This is the good stuff. In order to measure performance we need two (perhaps obvious) things: our estimate of future events and feedback on whether or not those future events actually happened.

Let's walk through an example and create a simple prioritization strategy (or model) that people are familiar with and prioritize all CVEs with a CVSS base score of 7 and above. We will talk later about measuring performance across a range of numbers, but for now, we will just make a binary choice of remediating CVSS score of 7 or above and delaying remediation for anything else and we will compare that against the outcome (observed exploitation activity). This gives each vulnerability two different attributes: if we prioritized or not, and if it had exploitation activity or not. Which means each vulnerability can be labeled with one of four categories, as shown in the figure below. To put numbers to this: As of October 1st, 2023, NVD has published 139,473 CVSS 3.x scores for published CVEs. In the following 30 days (Oct 1 - Oct 30th), we observed 3,852 unique CVEs (with CVSS 3.x scores) with exploitation activity (about 2.7%). Note that we saw a lot more CVEs exploited than that in October, but we are measuring CVSS here and so we limit to those with CVSS 3.x scores. For those 139-thousand we can construct a 2x2 table with the two variables (left), and we can visualize the proportions with a venn diagram (right).

The large gray circle represents all published CVEs with an NVD-assigned CVSS 3.x score, and all of the CVEs that were scored with 7 or higher with CVSS are shown in blue (our "strategy" says we should prioritize these).

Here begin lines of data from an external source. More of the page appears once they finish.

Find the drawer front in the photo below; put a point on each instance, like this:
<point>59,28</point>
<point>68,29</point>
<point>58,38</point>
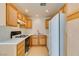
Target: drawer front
<point>21,45</point>
<point>21,49</point>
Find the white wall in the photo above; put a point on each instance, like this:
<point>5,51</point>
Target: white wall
<point>38,24</point>
<point>54,36</point>
<point>2,14</point>
<point>73,37</point>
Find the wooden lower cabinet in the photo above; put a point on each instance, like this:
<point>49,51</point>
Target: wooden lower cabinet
<point>21,49</point>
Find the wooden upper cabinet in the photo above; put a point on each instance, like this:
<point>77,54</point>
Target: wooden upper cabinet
<point>11,16</point>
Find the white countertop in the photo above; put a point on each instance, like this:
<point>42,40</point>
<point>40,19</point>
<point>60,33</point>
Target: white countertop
<point>13,40</point>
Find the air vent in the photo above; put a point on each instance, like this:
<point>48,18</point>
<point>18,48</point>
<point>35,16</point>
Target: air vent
<point>42,4</point>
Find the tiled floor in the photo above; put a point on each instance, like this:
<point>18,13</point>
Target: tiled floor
<point>38,51</point>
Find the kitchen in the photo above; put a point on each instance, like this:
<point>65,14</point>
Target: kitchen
<point>24,30</point>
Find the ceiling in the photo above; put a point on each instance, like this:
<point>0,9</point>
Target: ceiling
<point>35,10</point>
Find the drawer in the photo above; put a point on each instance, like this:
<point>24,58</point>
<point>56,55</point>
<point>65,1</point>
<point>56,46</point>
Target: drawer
<point>21,48</point>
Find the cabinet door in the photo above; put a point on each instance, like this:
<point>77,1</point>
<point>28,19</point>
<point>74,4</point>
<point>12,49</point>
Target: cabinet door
<point>21,48</point>
<point>11,16</point>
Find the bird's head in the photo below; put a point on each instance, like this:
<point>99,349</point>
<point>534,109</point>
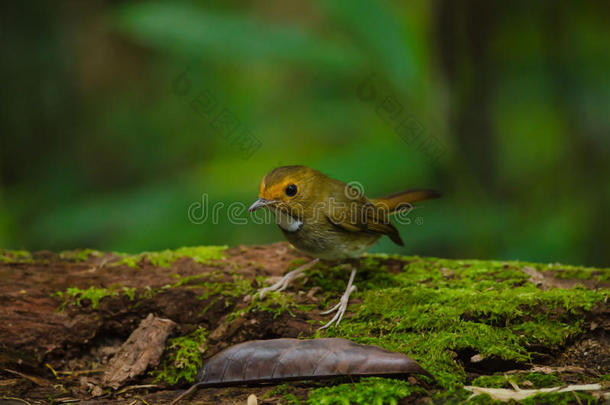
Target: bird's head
<point>287,188</point>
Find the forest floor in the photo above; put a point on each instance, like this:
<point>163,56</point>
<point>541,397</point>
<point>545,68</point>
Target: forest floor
<point>468,322</point>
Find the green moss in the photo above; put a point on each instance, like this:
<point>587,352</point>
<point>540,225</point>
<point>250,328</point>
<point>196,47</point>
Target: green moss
<point>182,358</point>
<point>15,256</point>
<point>435,309</point>
<point>200,254</point>
<point>79,255</point>
<point>536,380</point>
<point>75,296</point>
<point>369,391</point>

And finally all of the CVEs that we observed as being exploited in the following 30 days are shown in red (these are the ones we should have prioritized).

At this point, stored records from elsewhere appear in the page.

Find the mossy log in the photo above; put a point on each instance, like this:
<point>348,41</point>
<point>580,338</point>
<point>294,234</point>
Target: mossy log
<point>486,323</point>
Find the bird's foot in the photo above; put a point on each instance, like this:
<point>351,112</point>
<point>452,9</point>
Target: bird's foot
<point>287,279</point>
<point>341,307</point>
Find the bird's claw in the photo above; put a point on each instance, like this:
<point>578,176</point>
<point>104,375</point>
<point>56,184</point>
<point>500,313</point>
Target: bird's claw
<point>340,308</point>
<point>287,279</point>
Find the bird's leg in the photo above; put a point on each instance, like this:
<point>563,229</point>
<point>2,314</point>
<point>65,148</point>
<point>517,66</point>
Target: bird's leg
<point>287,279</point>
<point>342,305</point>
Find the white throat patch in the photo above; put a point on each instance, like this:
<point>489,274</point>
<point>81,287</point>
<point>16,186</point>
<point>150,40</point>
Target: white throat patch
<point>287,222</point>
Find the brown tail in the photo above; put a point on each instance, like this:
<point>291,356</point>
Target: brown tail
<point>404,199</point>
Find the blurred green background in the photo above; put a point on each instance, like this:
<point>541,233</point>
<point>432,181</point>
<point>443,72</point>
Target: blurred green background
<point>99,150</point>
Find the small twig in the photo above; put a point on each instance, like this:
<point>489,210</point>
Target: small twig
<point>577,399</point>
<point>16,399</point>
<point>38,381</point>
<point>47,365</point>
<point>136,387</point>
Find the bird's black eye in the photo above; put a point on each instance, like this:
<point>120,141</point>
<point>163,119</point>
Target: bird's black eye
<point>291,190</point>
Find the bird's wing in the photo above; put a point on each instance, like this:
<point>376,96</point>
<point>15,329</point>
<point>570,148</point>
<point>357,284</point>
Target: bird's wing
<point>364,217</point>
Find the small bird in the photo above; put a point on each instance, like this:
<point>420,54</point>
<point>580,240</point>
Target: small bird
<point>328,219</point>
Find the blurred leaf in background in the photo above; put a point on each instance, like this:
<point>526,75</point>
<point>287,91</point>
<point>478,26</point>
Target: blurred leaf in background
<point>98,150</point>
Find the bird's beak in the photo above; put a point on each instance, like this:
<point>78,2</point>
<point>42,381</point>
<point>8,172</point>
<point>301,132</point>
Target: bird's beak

As the figure above shows, the strategy to remediate based on CVSS 7+ prioritizes a large portion of those published CVEs (blue part overlapping the gray) and produces many false positives (the blue part not overlapping the red) and still leaves many of the exploited vulnerabilities open and waiting to be remediated (the red not overlapped by the blue).

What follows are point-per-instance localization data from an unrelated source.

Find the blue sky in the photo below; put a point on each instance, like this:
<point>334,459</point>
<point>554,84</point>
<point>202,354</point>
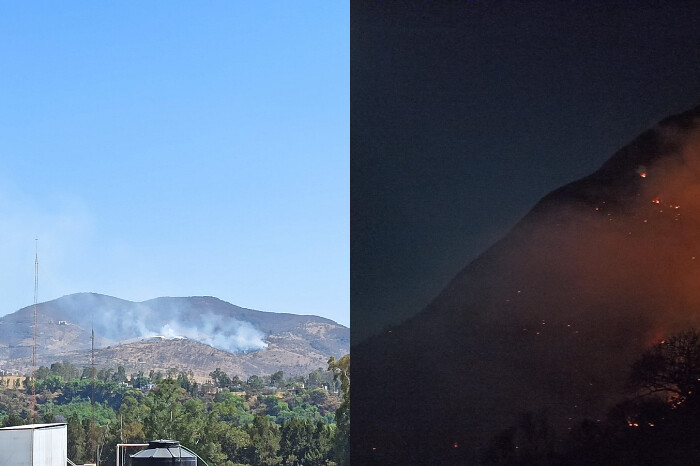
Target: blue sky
<point>176,149</point>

Let's compare this to EPSS with a completely arbitrary cutoff set at 10% (Note we say "arbitrary" here because 10% is not an official EPSS threshold, nor any sort of statement about where you should set a threshold. You can use 10% if you'd like, but just know we neither endorse nor oppose this as a threshold and here it is an arbitrary number that we happen to chose for this example.)

The first obvious difference between the two is the size of the blue circle, or the amount of effort each strategy would dictate. With an EPSS threshold set at 10%, the effort is greatly reduced. We also see the False Positives greatly reduced, which is a good thing, but it appears to be at the expense of some True Positives.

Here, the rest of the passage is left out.